Le investigazioni private per accertare eventuali lavori in nero o redditi o patrimoni occulti dell’ex coniuge.
La Cassazione torna a pronunciarsi sui criteri di calcolo dell’assegno di divorzio. Sarà la parola fine ad una querelle apertasi in maniera dirompente quando l’anno scorso? Proprio la Corte (a sezione semplice) aveva dichiarato non più applicabile il criterio del tenore di vita nel calcolo dell’assegno divorzile adottato fin dal 1990.
Dopo 27 anni nella sentenza Grilli-Lowenstein (11504/2017) si era infatti affermato il principio di auto-responsabilità. A fine rapporto le parti tornano ad essere persone singole e il pregresso non si conta se si è economicamente indipendenti. Era escluso il tenore di vita goduto in costanza di matrimonio come fattore di quantificazione dell’assegno di divorzio. Si teneva conto del raggiungimento di un’autosufficienza economica.
La Cassazione (a Sezioni Unite) torna a rimettere mano (forse definitivamente) alla questione con la sentenza 18827/2018, recentemente depositata.
Nella corposa analisi effettuata dagli Ermellini si legge chiaramente il segno della svolta interpretativa. Nel rispetto del principio di solidarietà e pari dignità fra coniugi espresso dalla Costituzione, l’assegno ha una funzione assistenziale e in pari misura compensativa e perequativa.

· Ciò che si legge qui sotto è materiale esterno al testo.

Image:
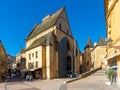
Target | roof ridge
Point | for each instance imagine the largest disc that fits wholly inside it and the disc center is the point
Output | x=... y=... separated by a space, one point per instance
x=45 y=24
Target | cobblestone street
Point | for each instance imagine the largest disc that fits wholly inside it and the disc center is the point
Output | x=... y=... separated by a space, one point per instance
x=96 y=81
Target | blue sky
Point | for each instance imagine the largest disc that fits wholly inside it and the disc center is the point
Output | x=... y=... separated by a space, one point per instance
x=17 y=18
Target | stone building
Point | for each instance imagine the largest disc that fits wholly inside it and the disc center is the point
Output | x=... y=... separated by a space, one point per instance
x=98 y=54
x=88 y=47
x=51 y=51
x=3 y=63
x=112 y=8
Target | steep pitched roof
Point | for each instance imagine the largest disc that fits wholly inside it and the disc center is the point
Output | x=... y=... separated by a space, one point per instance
x=101 y=42
x=38 y=42
x=88 y=44
x=45 y=24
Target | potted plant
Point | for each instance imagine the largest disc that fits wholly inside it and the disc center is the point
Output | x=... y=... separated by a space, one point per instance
x=110 y=73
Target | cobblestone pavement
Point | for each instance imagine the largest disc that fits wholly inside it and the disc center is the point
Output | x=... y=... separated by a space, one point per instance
x=54 y=84
x=96 y=81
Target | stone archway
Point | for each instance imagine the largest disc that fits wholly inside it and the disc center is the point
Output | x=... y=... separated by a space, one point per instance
x=114 y=66
x=69 y=63
x=64 y=61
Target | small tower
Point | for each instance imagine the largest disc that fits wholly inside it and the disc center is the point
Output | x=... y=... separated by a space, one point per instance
x=3 y=63
x=88 y=47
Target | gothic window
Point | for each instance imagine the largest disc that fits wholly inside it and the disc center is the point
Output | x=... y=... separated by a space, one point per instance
x=29 y=56
x=36 y=64
x=36 y=54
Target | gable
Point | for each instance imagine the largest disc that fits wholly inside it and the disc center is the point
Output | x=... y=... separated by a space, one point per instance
x=46 y=23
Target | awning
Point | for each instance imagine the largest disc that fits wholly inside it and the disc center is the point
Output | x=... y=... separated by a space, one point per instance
x=112 y=56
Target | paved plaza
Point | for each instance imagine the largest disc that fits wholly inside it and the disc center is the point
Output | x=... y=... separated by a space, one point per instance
x=96 y=81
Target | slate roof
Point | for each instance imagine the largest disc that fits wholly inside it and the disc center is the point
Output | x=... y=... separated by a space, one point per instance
x=101 y=42
x=88 y=44
x=45 y=24
x=38 y=42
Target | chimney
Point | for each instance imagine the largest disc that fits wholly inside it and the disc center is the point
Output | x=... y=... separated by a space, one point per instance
x=46 y=17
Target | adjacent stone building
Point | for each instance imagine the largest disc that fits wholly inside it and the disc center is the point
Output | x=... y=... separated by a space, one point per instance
x=98 y=53
x=51 y=51
x=3 y=63
x=88 y=47
x=112 y=8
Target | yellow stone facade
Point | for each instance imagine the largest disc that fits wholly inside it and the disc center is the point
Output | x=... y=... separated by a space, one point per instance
x=3 y=63
x=112 y=13
x=98 y=55
x=88 y=47
x=50 y=48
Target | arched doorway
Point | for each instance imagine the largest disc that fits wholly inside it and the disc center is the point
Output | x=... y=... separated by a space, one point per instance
x=69 y=65
x=114 y=66
x=64 y=61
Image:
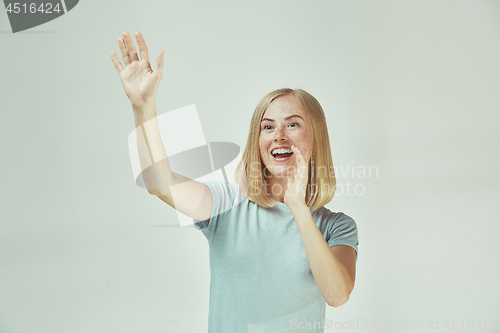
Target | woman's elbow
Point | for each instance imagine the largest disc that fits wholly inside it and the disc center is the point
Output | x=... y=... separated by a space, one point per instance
x=338 y=301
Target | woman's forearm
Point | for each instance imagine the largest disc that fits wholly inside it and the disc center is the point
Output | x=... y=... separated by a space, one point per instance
x=153 y=158
x=331 y=276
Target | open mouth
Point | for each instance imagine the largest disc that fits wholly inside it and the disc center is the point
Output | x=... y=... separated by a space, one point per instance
x=282 y=156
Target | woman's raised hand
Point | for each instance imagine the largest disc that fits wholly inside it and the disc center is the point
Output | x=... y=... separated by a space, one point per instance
x=139 y=80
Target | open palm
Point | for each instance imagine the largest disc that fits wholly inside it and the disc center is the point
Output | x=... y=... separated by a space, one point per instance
x=138 y=78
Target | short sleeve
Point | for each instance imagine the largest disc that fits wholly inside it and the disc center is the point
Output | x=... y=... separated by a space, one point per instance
x=343 y=231
x=223 y=195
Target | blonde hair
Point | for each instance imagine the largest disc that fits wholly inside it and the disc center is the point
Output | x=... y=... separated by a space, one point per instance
x=321 y=183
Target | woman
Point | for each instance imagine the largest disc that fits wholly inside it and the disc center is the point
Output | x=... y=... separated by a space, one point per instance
x=276 y=254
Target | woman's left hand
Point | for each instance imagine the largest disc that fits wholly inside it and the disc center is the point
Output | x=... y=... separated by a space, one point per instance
x=296 y=188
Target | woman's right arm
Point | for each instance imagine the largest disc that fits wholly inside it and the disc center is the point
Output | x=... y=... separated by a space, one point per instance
x=191 y=198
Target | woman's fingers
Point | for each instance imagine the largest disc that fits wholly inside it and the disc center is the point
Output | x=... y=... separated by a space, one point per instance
x=131 y=47
x=159 y=64
x=301 y=163
x=123 y=49
x=142 y=46
x=117 y=62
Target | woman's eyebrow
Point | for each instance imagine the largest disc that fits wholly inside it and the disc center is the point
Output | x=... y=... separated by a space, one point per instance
x=290 y=117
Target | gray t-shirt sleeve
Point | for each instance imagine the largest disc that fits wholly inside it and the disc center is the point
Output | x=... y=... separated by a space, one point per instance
x=223 y=195
x=343 y=231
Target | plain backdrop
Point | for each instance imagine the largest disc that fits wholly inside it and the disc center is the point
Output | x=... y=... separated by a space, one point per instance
x=408 y=87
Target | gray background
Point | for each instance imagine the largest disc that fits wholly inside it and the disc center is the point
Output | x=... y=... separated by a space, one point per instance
x=408 y=86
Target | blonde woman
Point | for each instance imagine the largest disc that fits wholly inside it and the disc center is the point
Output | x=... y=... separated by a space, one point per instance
x=277 y=255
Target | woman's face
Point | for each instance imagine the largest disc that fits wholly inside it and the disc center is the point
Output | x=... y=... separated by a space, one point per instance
x=285 y=123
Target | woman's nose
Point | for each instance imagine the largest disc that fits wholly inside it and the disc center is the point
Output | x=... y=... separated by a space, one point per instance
x=280 y=134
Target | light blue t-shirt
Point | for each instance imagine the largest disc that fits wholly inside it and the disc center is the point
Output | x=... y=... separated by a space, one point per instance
x=261 y=280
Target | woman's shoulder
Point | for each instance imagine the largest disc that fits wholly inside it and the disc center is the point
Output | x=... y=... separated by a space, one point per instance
x=333 y=217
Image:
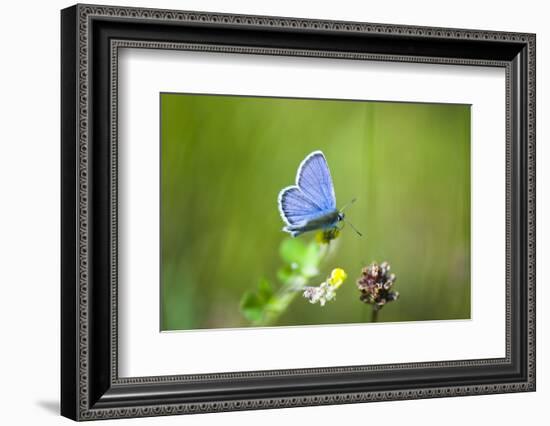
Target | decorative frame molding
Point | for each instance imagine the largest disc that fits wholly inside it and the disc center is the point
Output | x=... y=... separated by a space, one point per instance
x=91 y=37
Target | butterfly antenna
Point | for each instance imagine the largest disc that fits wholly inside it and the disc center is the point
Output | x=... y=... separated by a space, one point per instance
x=348 y=204
x=354 y=228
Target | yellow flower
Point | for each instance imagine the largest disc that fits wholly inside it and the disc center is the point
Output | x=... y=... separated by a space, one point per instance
x=337 y=277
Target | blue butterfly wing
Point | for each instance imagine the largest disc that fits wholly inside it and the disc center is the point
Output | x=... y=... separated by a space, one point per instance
x=314 y=180
x=296 y=207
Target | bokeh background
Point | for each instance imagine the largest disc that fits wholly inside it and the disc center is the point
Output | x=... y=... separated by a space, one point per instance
x=225 y=159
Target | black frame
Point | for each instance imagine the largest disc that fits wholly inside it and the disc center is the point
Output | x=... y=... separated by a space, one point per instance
x=90 y=38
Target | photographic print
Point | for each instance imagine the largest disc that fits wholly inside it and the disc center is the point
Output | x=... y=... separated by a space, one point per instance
x=300 y=212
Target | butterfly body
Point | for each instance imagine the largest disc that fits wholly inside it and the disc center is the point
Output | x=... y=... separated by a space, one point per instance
x=310 y=204
x=325 y=221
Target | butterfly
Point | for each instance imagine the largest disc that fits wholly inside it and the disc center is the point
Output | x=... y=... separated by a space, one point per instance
x=310 y=204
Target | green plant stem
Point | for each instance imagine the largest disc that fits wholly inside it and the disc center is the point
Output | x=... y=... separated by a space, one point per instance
x=374 y=317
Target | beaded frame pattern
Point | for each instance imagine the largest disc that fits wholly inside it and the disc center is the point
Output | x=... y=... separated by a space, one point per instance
x=86 y=12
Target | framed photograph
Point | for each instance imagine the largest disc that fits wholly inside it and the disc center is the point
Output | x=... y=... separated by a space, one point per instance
x=263 y=212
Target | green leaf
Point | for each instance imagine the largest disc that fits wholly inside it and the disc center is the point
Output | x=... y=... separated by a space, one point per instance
x=253 y=304
x=311 y=259
x=265 y=291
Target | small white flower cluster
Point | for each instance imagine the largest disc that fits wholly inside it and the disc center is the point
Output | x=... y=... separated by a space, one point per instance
x=326 y=291
x=322 y=294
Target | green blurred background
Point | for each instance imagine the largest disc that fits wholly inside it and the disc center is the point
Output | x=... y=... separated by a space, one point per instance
x=225 y=159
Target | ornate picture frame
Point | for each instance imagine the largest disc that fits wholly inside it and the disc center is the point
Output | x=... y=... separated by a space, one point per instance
x=91 y=37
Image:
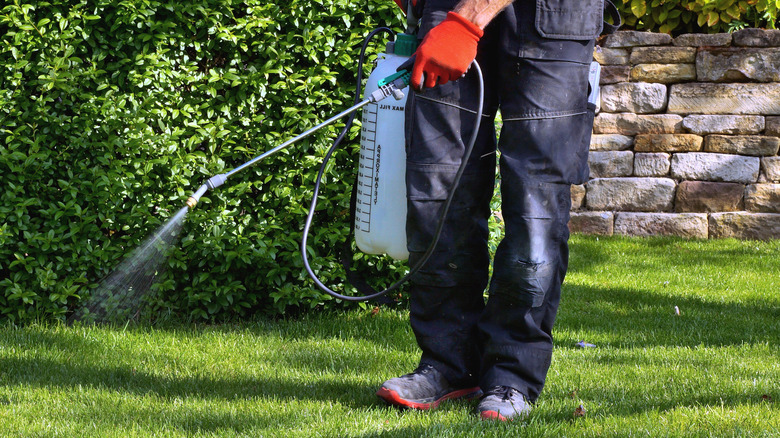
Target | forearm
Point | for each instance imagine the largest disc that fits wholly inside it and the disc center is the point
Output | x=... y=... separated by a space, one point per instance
x=481 y=12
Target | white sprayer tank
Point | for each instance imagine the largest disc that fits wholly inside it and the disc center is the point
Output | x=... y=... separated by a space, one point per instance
x=380 y=211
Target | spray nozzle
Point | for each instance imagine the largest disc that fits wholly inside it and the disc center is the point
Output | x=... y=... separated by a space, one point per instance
x=192 y=201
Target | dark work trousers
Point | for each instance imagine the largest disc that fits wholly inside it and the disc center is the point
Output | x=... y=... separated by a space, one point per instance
x=540 y=85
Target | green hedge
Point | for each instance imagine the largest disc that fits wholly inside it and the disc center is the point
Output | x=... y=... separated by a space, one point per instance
x=113 y=112
x=710 y=16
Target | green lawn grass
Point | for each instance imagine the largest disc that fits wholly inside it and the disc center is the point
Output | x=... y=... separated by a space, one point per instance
x=712 y=370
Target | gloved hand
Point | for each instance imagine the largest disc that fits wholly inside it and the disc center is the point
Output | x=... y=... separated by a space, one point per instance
x=446 y=52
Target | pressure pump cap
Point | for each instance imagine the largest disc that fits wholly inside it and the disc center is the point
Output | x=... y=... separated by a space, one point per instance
x=405 y=44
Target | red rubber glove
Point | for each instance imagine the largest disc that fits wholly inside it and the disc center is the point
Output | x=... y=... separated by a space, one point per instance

Il parametro di riferimento nella quantificazione dell’assegno non è tuttavia né il tenore di vita precedentemente goduto né l’autosufficienza indicata dalla sentenza Grilli-Lowenstein.
Bisogna – si legge in una nota della Corte “adottare un criterio composito che, alla luce della valutazione comparativa delle rispettive condizioni economico-patrimoniali, dia particolare rilievo al contributo fornito dall’ex coniuge richiedente alla formazione del patrimonio comune e personale, in relazione alla durata del matrimonio, alle potenzialità reddituali future ed all’età dell’avente diritto. Il parametro così indicato si fonda sui principi costituzionali di pari dignità e di solidarietà che permeano l’unione matrimoniale anche dopo lo scioglimento del vincolo”.
Diventa pertanto decisiva la quantificazione del contributo fornito dall’ex coniuge alla vita familiare. Non più il semplice tenore di vita goduto. È la valorizzazione dei sacrifici –in ordine soprattutto a possibilità lavorative e di carriera, messe sovente in secondo piano per occuparsi dei figli e permettere all’altro coniuge di lavorare- e all’apporto alla conduzione della vita familiare comune. Si terrà conto anche della situazione patrimoniale, dell’età e conseguentemente delle possibilità lavorative del coniuge (economicamente) debole al termine del sodalizio.
Sottolinea infatti la Corte che ” il contributo fornito alla conduzione della vita familiare costituisce il frutto di decisioni comuni di entrambi i coniugi, libere e responsabili, che possono incidere anche profondamente sul profilo economico patrimoniale di ciascuno di essi dopo la fine dell’unione matrimoniale.”
Le ripercussioni sull’attività investigativa privata
A fronte di tutto ciò, quali sono le ripercussioni sull’attività di investigazioni private? In regime di tenore di vita, il suo ruolo appariva talvolta cruciale. Attraverso indagini private si potevano scoprire attività e redditi occulti del coniuge. In questo modo si può ridimensionare la valutazione giudiziale del suo tenore di vita. E adesso?
L’attività dell’investigatore privato può ancora tornare utile nel nuovo panorama delineato dalla sentenza 18287. L’indagine privata risulterà utilissima per evitare pretestuose argomentazioni di chi richiede l’assegno. Ad esempio, le investigazioni private permetteranno di smascherare una eventuale occupazione a nero di chi affermi di aver rinunciato a determinate possibilità lavorative oppure la scoperta di redditi o patrimoni occulti.